Orbital migration of low-mass planets in evolutionary radiative models: Avoiding catastrophic infall

TL;DR

This study investigates how low-mass planets can avoid catastrophic inward migration in evolving protoplanetary disks by analyzing their interaction with migrating equilibrium radii and disk depletion processes.

Contribution

It demonstrates that low-mass planets can decouple from inward-moving equilibrium radii before significant migration occurs, explaining their survival in evolving disks.

Findings

Low-mass planets avoid migrating into the star due to disk evolution.

Higher mass planets can open gaps and halt migration during late disk stages.

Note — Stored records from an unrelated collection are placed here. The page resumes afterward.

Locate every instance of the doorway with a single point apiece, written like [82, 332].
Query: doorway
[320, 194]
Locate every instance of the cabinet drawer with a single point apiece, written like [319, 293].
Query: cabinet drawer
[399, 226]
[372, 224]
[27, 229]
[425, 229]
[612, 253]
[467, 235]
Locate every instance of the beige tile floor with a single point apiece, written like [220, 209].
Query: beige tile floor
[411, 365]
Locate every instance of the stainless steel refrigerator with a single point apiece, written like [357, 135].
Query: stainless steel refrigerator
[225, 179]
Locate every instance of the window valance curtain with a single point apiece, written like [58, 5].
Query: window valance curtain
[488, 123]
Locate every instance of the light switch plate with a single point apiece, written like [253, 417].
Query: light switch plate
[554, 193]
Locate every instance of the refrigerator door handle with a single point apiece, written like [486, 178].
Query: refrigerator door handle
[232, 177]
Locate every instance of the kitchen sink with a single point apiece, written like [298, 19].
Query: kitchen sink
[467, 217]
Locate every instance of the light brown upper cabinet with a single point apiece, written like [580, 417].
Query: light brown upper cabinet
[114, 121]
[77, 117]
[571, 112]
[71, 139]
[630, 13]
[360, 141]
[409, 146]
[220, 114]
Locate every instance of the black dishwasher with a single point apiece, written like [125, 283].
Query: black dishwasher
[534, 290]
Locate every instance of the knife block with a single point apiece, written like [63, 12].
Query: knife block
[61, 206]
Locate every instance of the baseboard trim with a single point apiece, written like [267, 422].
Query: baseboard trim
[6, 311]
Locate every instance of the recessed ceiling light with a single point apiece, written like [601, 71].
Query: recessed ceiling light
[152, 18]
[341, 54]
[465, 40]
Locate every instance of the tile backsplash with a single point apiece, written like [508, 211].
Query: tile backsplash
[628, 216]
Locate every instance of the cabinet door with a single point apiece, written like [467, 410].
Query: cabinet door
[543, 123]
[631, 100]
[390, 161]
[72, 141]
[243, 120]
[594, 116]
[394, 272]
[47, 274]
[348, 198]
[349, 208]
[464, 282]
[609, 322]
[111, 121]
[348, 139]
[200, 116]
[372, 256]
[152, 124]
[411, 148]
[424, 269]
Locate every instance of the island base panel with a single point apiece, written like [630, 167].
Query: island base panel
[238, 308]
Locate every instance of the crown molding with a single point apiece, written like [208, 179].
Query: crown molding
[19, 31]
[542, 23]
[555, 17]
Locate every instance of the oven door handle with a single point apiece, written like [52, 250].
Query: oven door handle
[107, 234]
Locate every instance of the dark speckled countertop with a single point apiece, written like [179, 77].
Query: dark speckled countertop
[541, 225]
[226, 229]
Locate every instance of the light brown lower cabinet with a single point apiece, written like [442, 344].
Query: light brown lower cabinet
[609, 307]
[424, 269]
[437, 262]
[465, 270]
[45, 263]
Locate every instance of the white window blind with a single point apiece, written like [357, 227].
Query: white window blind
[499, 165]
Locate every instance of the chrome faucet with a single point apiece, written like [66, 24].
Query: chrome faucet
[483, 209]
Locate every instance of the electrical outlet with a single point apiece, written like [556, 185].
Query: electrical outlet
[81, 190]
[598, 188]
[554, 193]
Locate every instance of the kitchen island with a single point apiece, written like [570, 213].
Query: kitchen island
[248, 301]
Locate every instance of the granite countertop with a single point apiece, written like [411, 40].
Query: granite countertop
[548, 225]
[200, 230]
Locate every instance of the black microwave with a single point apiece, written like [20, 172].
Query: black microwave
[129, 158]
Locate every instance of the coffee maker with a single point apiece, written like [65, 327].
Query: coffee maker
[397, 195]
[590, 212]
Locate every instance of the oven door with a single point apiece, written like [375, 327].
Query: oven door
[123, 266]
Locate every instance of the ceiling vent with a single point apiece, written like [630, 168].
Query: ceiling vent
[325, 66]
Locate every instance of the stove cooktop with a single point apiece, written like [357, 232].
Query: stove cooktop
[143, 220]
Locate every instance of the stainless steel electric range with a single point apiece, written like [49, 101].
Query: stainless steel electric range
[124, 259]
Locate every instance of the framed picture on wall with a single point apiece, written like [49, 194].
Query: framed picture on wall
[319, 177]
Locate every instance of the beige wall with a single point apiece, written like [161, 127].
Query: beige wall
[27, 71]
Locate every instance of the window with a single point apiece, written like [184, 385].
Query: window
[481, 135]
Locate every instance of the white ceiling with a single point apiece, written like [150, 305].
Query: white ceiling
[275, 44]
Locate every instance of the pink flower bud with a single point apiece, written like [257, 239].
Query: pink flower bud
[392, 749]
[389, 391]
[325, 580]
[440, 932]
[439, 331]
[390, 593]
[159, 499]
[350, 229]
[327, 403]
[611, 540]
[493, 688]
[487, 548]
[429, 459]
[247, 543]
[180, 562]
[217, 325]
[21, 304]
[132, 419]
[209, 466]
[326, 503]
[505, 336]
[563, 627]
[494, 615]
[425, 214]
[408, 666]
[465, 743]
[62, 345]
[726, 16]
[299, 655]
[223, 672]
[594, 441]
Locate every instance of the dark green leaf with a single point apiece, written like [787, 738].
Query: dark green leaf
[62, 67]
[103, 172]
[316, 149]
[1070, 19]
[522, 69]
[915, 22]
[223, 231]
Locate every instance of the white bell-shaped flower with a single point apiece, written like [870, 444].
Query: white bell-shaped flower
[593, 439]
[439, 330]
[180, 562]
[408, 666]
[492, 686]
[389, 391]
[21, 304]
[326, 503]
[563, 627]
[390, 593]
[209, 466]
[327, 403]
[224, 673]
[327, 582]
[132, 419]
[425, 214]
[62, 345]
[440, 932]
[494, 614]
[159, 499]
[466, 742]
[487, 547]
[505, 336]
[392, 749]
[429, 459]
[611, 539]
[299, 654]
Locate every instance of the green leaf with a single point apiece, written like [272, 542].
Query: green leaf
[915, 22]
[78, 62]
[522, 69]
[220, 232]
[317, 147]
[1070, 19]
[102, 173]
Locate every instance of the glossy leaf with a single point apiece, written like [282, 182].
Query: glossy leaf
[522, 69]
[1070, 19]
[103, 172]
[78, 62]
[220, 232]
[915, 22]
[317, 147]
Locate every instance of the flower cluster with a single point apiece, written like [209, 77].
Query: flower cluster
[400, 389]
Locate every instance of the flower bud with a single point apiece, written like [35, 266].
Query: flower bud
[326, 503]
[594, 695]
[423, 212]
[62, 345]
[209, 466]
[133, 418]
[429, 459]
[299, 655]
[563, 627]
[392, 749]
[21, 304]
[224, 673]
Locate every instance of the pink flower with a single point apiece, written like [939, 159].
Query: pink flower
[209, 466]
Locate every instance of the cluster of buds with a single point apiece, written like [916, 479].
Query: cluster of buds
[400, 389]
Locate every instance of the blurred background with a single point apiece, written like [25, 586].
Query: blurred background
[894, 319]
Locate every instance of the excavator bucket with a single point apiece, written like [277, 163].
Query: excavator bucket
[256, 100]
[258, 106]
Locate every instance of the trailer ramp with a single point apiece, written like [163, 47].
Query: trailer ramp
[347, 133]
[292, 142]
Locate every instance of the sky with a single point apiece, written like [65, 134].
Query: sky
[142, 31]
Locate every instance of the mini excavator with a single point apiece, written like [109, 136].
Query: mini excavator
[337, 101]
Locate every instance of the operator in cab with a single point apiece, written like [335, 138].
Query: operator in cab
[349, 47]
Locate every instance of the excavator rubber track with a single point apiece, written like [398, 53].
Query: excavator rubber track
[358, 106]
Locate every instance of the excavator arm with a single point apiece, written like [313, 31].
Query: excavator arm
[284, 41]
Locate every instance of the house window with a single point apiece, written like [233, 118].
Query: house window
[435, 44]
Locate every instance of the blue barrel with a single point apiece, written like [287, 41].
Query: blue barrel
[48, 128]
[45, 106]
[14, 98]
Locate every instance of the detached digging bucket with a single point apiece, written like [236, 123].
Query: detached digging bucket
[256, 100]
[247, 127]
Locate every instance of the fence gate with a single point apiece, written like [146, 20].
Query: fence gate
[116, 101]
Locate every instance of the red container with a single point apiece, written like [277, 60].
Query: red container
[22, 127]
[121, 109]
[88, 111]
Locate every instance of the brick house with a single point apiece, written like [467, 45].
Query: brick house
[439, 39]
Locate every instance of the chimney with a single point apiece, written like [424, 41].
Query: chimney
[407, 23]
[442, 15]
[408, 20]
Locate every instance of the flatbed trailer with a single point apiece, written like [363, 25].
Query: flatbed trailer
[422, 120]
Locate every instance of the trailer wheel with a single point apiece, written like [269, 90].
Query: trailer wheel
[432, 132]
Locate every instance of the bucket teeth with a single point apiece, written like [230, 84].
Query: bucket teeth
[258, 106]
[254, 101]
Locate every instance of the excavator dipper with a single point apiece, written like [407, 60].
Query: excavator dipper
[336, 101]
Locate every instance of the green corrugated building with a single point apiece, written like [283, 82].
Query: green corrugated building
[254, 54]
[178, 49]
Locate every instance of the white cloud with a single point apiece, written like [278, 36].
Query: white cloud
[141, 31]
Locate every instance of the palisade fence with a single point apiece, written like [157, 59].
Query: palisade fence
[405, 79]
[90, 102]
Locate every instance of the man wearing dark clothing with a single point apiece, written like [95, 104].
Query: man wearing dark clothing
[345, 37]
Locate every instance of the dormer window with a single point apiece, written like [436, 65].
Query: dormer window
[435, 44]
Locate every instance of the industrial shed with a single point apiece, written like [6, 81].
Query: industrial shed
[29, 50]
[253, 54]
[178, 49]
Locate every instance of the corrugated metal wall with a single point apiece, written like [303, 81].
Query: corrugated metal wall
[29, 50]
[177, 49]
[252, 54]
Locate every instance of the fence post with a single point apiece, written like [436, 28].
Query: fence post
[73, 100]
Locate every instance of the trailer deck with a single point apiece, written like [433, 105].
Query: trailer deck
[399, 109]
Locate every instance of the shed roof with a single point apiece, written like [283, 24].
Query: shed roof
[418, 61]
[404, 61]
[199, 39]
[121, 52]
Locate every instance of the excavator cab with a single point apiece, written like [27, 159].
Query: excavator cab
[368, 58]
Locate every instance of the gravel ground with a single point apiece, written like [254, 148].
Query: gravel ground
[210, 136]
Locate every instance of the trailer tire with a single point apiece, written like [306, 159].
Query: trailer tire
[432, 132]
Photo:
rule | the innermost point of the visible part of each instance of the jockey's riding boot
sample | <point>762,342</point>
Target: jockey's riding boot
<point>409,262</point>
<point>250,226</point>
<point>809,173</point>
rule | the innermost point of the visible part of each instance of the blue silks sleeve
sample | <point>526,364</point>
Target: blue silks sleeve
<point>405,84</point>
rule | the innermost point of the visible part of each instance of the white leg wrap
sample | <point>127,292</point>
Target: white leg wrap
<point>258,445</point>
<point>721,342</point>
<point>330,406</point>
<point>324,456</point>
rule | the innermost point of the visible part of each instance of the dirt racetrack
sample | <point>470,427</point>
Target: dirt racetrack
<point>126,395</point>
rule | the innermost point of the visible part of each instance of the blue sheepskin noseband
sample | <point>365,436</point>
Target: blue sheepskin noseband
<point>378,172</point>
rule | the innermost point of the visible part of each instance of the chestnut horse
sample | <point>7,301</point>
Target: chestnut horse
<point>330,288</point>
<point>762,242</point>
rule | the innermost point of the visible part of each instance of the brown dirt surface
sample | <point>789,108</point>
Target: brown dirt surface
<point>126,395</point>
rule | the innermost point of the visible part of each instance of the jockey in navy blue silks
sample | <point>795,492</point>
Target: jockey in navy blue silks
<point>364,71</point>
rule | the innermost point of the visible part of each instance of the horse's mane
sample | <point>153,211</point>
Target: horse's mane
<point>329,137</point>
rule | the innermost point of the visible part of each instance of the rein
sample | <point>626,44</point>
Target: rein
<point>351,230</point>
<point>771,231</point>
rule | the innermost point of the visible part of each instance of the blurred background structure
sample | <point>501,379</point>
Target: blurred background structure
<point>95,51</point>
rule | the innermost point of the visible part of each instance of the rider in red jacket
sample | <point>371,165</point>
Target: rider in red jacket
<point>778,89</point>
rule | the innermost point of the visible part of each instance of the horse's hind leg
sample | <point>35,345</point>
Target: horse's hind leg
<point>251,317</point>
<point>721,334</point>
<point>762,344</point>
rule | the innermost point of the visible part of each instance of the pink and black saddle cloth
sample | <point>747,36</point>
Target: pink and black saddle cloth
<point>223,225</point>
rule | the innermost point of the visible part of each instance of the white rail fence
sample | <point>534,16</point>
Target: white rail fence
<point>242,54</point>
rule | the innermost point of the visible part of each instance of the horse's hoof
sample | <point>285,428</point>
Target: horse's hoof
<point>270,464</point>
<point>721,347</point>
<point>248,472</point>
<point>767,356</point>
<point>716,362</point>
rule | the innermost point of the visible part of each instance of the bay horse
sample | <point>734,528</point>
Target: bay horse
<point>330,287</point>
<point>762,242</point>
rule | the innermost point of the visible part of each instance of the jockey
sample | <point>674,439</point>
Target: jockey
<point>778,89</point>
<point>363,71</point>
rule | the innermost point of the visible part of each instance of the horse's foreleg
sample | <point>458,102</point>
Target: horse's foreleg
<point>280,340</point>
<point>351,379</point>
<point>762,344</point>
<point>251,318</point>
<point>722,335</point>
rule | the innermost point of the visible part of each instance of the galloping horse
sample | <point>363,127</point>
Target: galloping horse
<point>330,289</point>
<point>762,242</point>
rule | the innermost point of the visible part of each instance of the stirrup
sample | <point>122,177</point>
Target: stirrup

Results support reduced migration rates used in planet population models.

Abstract

Outward migration of low-mass planets has recently been shown to be a possibility in non-barotropic disks. We examine the consequences of this result in evolutionary models of protoplanetary disks. Planet migration occurs towards equilibrium radii with zero torque. These radii themselves migrate inwards because of viscous accretion and photoevaporation. We show that as the surface density and temperature fall, the planet orbital migration and disk depletion timescales eventually become comparable, with the precise timing depending on the mass of the planet. When this occurs, the planet decouples from the equilibrium radius. At this time, however, the gas surface density is already too low to drive substantial further migration. A higher mass planet, of 10 Earth masses, can open a gap during the late evolution of the disk, and stops migrating. Low mass planets, with 1 or 0.1 Earth masses, released beyond 1 AU in our models, avoid migrating into the star. Our results provide support for the reduced migration rates adopted in recent planet population synthesis models.